1 mm), the device according to claim 7. 9. The housing, the inner ring, and the outer ring are provided with respective mating frustoconical surfaces, the frustoconical surfaces contacting each other to form a stop. The apparatus of claim 2 characterized. 10. The wafer chuck has a back surface facing the wafer, and the housing, the outer ring, and the inner ring each have a central opening that provides free access to the back surface of the wafer chuck. The device according to claim 2. 11. The apparatus of claim 1, wherein the chuck defines a maximum cross-sectional dimension parallel to the wafer and the connecting region is 15 percent of the maximum cross-sectional dimension away from the periphery. 12. The device of claim 11, wherein the connecting region is separated from the perimeter by 10 percent of the maximum cross-sectional dimension. 13. The apparatus of claim 1, wherein the joint is a ball joint. 14. The apparatus of claim 13, wherein the center of rotation is substantially aligned with the polishing surface of the wafer. 15. A semiconductor wafer polishing apparatus comprising at least one polishing pad assembly and at least one wafer holder positioned to hold a semiconductor wafer against the polishing pad assembly, the semiconductor wafer polishing apparatus comprising: A wafer chuck and a chuck support element, the wafer chuck being shaped to support a wafer, having a center and a perimeter, the wafer chuck being located closer to the perimeter than the center.
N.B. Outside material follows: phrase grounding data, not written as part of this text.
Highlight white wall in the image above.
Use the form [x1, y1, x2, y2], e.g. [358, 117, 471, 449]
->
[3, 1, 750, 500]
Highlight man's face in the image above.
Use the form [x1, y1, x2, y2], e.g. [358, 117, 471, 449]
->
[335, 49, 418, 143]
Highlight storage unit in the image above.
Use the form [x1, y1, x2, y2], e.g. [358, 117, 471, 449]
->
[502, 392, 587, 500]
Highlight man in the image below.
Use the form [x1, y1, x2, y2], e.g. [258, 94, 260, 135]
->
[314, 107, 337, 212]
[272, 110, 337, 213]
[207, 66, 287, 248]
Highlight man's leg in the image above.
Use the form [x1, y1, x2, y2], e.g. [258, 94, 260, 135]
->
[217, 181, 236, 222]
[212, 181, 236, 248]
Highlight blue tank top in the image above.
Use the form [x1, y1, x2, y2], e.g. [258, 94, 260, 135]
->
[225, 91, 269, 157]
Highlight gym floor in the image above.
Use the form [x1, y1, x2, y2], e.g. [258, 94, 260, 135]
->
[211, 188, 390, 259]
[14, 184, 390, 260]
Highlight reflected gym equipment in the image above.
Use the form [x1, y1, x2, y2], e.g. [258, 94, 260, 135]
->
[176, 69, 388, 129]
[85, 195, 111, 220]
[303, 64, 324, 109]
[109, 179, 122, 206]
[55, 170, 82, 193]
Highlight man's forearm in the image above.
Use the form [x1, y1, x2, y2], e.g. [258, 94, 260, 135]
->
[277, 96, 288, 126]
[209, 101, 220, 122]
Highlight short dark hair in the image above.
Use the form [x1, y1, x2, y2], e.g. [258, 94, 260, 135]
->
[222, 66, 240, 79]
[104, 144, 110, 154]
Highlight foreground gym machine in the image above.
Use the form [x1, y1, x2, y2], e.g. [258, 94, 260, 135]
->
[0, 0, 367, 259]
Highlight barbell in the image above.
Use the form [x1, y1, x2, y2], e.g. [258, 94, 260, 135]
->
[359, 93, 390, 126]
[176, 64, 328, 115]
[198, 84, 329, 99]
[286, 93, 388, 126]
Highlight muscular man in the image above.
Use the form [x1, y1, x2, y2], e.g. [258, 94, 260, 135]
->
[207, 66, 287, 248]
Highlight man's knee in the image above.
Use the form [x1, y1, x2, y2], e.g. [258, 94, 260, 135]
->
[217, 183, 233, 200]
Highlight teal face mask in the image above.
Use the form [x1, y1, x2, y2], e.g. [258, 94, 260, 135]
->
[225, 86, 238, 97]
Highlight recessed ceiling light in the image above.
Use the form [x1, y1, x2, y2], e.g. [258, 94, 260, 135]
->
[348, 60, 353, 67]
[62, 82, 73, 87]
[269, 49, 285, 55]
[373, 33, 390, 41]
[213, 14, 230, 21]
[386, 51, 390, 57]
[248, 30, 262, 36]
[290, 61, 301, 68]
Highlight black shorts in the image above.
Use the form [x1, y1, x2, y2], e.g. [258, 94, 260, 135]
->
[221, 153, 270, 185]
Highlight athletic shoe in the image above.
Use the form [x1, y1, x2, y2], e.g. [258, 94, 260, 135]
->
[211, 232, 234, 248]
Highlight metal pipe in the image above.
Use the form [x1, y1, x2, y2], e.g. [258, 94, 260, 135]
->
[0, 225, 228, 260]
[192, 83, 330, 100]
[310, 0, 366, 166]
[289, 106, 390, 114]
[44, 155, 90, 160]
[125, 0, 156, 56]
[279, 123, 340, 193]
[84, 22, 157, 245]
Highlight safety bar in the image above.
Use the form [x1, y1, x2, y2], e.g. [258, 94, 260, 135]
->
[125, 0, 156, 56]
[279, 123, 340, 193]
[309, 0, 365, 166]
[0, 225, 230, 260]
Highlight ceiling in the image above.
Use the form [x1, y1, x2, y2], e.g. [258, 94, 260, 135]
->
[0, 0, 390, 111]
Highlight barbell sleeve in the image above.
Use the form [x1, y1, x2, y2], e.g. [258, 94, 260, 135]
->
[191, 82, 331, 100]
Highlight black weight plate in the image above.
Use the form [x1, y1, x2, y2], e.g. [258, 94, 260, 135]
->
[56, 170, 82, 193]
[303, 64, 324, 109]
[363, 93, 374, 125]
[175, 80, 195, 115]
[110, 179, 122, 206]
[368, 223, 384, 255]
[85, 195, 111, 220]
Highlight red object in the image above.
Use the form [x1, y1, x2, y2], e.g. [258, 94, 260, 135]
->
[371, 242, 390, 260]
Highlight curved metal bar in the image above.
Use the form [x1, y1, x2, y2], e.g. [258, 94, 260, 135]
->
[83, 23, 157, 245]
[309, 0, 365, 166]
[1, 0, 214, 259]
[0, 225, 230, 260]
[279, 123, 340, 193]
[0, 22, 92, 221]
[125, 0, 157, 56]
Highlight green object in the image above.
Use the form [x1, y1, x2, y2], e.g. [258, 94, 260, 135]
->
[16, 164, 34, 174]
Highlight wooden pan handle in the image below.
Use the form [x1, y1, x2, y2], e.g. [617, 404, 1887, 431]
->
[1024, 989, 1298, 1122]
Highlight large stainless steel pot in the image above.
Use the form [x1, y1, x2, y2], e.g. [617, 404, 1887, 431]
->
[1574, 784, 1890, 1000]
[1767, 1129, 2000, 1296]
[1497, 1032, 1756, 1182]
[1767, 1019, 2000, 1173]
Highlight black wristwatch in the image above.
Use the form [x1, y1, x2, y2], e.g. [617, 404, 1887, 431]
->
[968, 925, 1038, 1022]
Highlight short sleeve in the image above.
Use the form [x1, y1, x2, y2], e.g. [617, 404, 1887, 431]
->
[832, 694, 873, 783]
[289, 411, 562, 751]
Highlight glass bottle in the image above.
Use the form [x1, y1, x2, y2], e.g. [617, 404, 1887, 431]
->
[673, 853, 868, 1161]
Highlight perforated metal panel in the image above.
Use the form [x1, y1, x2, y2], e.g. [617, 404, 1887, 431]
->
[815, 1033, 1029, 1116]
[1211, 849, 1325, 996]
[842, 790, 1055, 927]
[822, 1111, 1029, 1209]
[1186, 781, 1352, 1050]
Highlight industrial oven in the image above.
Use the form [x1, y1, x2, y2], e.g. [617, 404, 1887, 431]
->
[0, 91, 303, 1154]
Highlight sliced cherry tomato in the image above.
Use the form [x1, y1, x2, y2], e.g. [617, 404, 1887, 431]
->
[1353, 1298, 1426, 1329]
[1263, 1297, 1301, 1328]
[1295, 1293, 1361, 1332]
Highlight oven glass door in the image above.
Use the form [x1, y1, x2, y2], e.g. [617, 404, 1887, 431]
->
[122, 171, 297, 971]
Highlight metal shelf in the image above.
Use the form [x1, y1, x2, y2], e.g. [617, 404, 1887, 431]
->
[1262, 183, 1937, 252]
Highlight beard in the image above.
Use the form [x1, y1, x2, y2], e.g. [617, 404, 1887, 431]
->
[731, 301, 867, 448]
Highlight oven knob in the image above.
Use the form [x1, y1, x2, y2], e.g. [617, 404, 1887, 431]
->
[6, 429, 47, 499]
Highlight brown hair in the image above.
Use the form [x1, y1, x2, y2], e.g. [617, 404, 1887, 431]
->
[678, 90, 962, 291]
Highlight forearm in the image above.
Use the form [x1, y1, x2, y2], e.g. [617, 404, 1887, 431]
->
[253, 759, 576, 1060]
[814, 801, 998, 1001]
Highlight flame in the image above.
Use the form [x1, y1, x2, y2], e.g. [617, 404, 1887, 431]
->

An apparatus which is connected to the chuck support element at the connection region and wherein the force exerted on the chuck by the chuck support element exerts a greater pressure on the peripheral portion of the chuck than at the central location of the chuck. 16. The apparatus of claim 15 wherein the chuck defines a maximum cross-sectional dimension parallel to the wafer and the connecting region is 15 percent of the maximum cross-sectional dimension away from the perimeter. 17. The device of claim 16 wherein the connecting region is separated from the perimeter by 10 percent of the maximum cross-sectional dimension.